Lemahnya Rezim Arab Buka Peluang bagi Delusi Netanyahu Bangun Israel Raya

l

Sebagai kekuatan militer paling dominan di Timur Tengah yang tak tertandingi oleh rezim mana pun di wilayah itu. Disokong persenjataan dan financial Amerika Serikat, setiap aktor penguasa Arab berpikir dua kali untuk membantahnya. Dua pilihan akan dihadapi sebagai konsekwensinya, timbulnya pemberontakan domestik atas campur tangan Israel atau serangan langsung ke jantung pemerintahan.

Kondisi ini membuka peluang bagi PM Israel yang memimpin Kabinet Perang, Benyamin Netanyahu, bagi ambisi untuk memperluas wilayah agresi dan menikmati delusi bagi Israel Raya.

Netanyahu baru-baru ini mengatakan kepada sebuah media Israel bahwa ia sedang menjalankan “misi bersejarah dan spiritual”. Ketika ditanya apakah yang ia maksudkan mendukung Israel Raya , ia menjawab: “Sangat mendukung.”

Catatan satu dekade terakhir, gerakan pemukim Yahudi yang didukung oleh Netanyahu mengubah ideologi ekspansionis menjadi kebijakan suci.

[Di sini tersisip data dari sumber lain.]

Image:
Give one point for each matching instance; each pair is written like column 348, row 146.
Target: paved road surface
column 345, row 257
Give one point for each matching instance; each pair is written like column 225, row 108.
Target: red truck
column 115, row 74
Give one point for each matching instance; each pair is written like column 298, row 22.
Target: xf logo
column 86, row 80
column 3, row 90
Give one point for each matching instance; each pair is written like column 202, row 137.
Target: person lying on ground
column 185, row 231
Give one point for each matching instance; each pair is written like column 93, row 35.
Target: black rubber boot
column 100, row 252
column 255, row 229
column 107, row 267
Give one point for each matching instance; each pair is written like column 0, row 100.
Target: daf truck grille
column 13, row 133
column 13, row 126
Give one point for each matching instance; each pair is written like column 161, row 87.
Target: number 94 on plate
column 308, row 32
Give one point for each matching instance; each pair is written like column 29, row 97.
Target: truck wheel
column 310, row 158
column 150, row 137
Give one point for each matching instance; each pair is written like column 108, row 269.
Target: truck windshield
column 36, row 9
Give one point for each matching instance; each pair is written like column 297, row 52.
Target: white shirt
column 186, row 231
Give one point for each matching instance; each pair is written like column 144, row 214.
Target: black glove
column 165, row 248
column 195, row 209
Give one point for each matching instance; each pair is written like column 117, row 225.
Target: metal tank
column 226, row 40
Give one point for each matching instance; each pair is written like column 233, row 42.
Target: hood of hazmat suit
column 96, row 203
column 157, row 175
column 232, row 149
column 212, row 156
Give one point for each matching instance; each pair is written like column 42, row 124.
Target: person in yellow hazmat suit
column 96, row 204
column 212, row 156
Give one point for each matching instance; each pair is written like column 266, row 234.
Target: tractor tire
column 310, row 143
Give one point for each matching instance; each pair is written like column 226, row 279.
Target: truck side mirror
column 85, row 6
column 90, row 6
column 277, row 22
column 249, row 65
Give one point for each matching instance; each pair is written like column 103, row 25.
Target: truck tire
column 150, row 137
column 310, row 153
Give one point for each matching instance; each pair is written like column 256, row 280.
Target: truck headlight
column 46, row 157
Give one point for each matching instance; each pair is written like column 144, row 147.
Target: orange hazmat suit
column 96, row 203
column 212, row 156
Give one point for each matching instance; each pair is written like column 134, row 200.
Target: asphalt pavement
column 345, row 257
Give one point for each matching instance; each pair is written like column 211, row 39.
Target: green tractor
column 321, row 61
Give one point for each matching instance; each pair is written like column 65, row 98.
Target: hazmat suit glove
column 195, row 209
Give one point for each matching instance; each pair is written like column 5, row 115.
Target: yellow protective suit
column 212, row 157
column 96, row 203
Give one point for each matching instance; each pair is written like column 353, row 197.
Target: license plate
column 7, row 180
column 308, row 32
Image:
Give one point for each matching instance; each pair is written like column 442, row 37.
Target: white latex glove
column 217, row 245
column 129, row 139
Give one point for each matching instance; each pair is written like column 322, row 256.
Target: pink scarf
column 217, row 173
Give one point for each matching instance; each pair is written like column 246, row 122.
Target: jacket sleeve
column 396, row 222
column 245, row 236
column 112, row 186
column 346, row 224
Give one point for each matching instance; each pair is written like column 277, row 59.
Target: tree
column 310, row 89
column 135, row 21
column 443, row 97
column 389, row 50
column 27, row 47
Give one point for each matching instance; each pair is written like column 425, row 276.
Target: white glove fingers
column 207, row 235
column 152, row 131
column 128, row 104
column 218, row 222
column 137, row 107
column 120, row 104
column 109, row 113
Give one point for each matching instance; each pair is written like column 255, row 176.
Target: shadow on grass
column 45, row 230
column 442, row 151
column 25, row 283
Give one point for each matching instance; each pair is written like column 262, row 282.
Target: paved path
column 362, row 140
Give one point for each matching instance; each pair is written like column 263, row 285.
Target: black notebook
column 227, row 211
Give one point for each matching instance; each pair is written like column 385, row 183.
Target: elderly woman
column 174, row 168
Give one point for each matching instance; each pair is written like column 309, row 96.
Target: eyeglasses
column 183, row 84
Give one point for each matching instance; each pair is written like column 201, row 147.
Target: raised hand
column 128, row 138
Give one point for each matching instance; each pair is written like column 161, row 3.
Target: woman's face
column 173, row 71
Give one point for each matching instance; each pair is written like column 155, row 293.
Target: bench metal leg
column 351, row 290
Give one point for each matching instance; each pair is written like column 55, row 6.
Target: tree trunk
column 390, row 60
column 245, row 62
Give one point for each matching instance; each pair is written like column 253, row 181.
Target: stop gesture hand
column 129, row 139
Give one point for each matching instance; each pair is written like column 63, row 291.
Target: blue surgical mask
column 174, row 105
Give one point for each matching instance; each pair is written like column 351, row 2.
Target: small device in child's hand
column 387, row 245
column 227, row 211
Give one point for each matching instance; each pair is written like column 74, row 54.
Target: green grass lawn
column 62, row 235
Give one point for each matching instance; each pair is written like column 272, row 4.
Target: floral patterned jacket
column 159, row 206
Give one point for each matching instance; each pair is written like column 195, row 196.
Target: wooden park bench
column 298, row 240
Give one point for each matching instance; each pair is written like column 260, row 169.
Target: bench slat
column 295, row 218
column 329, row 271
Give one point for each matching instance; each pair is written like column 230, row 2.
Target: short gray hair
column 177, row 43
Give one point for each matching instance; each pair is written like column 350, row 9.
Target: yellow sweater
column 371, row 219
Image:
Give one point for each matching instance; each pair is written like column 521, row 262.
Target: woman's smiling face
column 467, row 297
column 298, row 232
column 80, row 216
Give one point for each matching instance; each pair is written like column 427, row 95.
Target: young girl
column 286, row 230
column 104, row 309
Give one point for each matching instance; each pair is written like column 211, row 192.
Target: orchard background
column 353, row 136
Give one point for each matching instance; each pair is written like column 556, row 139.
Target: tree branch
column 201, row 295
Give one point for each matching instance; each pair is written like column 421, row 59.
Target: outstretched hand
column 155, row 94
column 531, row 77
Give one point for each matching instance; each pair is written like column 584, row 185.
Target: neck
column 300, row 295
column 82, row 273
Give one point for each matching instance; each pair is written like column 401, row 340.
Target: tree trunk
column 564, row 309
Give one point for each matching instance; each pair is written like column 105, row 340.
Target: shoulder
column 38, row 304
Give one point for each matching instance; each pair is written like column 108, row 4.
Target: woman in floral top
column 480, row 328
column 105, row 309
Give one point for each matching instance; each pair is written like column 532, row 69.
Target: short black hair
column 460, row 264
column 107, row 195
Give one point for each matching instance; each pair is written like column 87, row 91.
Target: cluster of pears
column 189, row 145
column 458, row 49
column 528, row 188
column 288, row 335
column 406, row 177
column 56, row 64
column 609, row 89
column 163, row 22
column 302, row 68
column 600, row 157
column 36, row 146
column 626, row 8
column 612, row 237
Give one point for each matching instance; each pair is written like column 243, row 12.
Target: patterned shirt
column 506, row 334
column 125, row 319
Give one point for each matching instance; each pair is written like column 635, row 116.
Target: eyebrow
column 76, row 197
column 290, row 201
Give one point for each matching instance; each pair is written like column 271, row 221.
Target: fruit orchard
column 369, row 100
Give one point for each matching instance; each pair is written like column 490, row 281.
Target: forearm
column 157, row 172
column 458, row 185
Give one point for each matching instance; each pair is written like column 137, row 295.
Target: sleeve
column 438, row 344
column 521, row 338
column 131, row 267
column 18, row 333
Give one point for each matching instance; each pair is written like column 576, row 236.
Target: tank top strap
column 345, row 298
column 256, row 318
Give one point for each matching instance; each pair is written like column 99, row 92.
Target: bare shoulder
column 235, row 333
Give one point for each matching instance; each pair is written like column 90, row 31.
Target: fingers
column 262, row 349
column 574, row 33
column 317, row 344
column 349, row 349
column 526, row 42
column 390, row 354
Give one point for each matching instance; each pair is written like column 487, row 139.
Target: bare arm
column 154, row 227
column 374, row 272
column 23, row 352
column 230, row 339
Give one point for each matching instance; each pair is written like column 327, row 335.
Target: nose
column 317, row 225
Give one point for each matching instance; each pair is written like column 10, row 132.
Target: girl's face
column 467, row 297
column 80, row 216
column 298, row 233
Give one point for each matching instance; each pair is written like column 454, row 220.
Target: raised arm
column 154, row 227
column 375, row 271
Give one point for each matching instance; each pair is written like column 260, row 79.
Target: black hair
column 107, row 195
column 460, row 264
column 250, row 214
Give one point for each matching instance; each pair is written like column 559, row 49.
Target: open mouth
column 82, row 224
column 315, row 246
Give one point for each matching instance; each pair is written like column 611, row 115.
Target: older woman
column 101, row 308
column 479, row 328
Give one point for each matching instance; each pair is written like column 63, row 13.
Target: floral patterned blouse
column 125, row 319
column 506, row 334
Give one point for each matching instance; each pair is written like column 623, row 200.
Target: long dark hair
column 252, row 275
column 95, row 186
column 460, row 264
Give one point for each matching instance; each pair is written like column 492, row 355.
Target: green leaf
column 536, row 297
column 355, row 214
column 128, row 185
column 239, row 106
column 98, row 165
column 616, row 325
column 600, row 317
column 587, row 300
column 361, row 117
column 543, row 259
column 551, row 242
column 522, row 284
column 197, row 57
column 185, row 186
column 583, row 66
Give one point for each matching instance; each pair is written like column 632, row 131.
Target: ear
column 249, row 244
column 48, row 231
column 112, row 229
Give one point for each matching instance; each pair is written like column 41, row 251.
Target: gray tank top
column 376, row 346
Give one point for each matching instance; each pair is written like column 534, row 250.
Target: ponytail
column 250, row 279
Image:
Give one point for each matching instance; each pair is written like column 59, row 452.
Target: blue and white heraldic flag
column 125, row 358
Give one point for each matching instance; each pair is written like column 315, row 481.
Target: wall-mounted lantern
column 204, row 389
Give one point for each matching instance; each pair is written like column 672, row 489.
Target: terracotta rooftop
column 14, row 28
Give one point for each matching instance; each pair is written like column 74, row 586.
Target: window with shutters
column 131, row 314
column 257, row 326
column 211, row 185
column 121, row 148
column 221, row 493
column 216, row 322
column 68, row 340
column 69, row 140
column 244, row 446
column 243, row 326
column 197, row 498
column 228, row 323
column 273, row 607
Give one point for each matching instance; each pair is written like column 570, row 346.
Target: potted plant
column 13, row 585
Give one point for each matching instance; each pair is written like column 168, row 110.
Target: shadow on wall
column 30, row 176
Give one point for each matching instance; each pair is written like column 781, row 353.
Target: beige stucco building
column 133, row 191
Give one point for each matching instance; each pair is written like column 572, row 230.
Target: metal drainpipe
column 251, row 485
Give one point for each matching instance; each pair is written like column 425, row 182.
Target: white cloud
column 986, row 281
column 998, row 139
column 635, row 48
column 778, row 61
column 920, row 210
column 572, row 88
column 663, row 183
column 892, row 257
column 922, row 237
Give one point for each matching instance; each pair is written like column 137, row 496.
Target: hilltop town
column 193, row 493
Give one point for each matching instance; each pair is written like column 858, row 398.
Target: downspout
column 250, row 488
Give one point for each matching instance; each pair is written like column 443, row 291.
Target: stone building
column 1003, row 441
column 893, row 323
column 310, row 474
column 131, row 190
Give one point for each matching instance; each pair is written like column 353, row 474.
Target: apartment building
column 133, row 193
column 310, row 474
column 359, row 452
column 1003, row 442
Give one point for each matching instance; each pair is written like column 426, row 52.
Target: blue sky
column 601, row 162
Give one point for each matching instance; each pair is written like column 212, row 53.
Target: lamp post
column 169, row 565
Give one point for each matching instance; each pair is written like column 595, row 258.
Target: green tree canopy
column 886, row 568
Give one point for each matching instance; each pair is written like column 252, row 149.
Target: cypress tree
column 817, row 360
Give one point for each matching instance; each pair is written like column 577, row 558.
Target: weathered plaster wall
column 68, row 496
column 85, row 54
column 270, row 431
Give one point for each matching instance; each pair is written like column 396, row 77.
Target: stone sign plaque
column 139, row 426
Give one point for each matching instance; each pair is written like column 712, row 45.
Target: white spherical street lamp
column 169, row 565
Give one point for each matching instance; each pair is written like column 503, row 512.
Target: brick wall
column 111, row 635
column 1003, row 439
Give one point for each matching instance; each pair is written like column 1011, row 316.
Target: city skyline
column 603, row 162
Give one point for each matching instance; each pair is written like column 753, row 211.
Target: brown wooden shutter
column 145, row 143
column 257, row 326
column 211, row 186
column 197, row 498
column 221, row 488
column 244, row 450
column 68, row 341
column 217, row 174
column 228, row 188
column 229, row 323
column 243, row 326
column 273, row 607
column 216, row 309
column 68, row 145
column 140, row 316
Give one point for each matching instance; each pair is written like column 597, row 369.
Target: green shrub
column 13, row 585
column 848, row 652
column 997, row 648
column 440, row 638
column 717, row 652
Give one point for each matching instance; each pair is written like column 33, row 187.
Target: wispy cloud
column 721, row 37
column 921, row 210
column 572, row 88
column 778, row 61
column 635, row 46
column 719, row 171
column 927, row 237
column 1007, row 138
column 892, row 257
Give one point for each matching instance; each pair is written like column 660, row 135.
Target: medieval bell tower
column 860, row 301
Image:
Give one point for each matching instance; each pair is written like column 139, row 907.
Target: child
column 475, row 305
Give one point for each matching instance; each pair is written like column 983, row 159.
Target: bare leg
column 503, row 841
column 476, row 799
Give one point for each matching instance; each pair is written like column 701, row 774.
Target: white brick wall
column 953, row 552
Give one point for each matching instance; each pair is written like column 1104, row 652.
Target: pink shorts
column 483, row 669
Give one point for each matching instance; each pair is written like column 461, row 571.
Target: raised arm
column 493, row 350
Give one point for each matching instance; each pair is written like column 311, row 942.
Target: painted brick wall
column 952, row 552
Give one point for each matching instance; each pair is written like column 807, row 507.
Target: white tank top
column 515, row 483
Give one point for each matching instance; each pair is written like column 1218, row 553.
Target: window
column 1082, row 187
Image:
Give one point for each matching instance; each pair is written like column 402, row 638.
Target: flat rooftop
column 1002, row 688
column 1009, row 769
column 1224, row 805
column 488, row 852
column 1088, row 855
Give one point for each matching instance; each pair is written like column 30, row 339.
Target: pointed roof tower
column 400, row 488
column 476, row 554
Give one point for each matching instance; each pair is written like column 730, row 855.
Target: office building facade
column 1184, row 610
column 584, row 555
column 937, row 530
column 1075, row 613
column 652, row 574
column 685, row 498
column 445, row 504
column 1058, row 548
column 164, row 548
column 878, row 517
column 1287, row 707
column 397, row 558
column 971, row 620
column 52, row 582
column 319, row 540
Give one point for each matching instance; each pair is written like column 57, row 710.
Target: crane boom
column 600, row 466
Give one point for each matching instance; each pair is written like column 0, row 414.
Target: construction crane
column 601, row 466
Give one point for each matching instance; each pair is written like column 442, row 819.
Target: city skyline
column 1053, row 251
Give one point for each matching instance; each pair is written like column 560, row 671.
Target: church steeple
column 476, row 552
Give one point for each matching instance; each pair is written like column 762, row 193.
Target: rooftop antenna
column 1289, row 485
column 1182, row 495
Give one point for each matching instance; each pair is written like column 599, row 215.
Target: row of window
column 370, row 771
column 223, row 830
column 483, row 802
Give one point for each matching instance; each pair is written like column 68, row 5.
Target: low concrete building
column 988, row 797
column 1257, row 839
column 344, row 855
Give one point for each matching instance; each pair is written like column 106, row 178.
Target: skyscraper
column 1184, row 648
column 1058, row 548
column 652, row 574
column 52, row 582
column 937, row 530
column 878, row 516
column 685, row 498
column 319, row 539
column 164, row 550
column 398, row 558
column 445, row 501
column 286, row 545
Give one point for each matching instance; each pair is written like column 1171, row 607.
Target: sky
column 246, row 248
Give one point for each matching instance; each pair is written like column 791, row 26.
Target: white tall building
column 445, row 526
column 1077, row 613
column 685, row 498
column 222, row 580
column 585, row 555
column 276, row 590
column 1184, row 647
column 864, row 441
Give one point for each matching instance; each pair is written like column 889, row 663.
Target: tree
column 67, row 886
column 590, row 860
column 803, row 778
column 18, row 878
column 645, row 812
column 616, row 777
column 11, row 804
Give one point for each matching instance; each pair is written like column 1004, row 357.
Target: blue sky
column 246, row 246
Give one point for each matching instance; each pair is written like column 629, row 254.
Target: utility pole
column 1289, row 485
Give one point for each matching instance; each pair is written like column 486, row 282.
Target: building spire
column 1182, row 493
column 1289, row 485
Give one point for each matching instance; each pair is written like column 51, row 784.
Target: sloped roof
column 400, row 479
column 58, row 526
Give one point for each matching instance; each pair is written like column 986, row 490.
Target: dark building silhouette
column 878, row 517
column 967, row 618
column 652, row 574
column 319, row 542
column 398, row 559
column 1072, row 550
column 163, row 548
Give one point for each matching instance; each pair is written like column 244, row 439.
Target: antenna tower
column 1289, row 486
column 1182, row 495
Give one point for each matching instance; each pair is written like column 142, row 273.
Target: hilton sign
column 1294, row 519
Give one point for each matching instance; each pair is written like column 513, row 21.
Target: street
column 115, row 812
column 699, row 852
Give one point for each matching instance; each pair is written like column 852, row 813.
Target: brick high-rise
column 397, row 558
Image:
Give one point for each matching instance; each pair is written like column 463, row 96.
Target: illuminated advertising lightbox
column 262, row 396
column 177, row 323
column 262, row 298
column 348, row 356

Gerakan ini mengancam Yordania, Lebanon, Suriah, sebagian Mesir dan Irak. Sementara rezim-rezim Arab itu hanya mampu merespons dengan kata-kata kosong.

Bacaan Lainnya

Pada akhir tahun 2024, sekelompok kecil pemukim radikal Israel sempat menyeberang ke Lebanon dan mendirikan pos terdepan. Kelompok ini dipimpin oleh Gerakan Uri Tzafon, sebuah organisasi Zionis religius yang telah menggelar aksi-aksi menuntut pemukiman Yahudi di Lebanon selatan .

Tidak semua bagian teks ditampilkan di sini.